Figure 8.

(A) Immunoblotting showed that the ubiquitination of β-catenin was dramatically augmented by RXRα overexpression in HCT116 cells treated with MG132. (B) phosphorylation inhibitor-CIP impaired the effect of GSK3β phosphorylation on RXRα by western blot (arrow and p indicated phosphorelated RXRα). (C-D) LiCl, BIO, and SB415286 as inhibitors of GSK3β could suppress RXRα phosphorylation by GSK3β in HEK293T (C) and HCT116 (D) cells. (E) co-immunoprecipitation assay showed that there was a direct interaction between RXRα and GSK3β through GSK3β serine sites. (F) mutant-Flag-GSK3β-K85R impaired the effect of RXRα binding to GSK3β serine sites.
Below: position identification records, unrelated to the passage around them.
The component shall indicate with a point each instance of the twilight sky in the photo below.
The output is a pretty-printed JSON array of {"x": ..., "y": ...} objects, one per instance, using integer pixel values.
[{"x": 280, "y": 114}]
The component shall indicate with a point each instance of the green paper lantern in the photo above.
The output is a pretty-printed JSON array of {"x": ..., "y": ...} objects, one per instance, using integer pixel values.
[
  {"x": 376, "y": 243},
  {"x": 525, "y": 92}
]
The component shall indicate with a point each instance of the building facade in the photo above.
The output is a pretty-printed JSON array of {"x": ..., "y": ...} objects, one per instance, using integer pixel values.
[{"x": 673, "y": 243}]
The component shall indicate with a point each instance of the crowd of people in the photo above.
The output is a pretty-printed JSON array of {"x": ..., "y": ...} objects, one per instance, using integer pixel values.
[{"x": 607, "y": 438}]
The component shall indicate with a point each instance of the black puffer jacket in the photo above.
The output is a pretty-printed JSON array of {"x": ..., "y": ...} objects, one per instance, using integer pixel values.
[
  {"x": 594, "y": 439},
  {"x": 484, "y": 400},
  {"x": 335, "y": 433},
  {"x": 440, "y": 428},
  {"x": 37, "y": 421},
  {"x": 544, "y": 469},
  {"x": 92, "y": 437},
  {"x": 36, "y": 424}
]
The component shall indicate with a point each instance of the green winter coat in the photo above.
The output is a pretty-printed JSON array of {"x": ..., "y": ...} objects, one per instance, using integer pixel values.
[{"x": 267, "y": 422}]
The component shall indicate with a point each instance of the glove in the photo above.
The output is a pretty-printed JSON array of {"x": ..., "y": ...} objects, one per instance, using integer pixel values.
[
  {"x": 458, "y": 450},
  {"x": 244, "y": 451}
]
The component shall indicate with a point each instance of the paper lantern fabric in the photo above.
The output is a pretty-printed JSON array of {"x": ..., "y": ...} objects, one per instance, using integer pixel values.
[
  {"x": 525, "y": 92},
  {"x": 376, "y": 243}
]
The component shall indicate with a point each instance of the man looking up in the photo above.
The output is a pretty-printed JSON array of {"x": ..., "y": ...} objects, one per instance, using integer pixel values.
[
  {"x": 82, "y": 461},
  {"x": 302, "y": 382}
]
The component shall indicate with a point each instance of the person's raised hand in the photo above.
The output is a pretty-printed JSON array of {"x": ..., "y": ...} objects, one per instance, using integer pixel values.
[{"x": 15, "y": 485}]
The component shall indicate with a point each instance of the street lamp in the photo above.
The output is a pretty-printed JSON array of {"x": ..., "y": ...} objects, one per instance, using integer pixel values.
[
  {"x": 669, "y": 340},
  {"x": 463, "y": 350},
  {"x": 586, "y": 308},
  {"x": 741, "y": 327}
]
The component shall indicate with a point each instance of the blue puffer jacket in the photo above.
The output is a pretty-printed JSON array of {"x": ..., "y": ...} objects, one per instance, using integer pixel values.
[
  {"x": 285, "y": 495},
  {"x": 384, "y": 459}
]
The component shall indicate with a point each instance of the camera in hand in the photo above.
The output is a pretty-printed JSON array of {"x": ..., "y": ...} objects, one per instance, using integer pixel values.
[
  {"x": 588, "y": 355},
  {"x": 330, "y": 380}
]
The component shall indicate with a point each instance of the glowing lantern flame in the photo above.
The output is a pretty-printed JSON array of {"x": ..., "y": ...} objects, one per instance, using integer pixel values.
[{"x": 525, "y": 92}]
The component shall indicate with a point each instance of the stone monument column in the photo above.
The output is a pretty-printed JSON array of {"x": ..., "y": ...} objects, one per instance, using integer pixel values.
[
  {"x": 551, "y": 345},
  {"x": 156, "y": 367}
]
GSK3β kinase-activated mutant plasmid-GSK3β-S9A could induce the phosphorylation of RXRα in HEK293T cells. (G) The schematic diagram depicts potential RXRα phosphorylation regions and various RXRα gene deletion mutants were constructed. (H) Western blot showed that deletion mutants of the N20 (ΔN20), N40 (ΔN40), and N60 (ΔN60) induced RXRα phosphorylation by GSK3β, respectively. However, deletion mutants of the N80 (ΔN80) and N100 (ΔN100) had no effect on GSK3β-induced RXRα phosphorylation in HEK293T cells.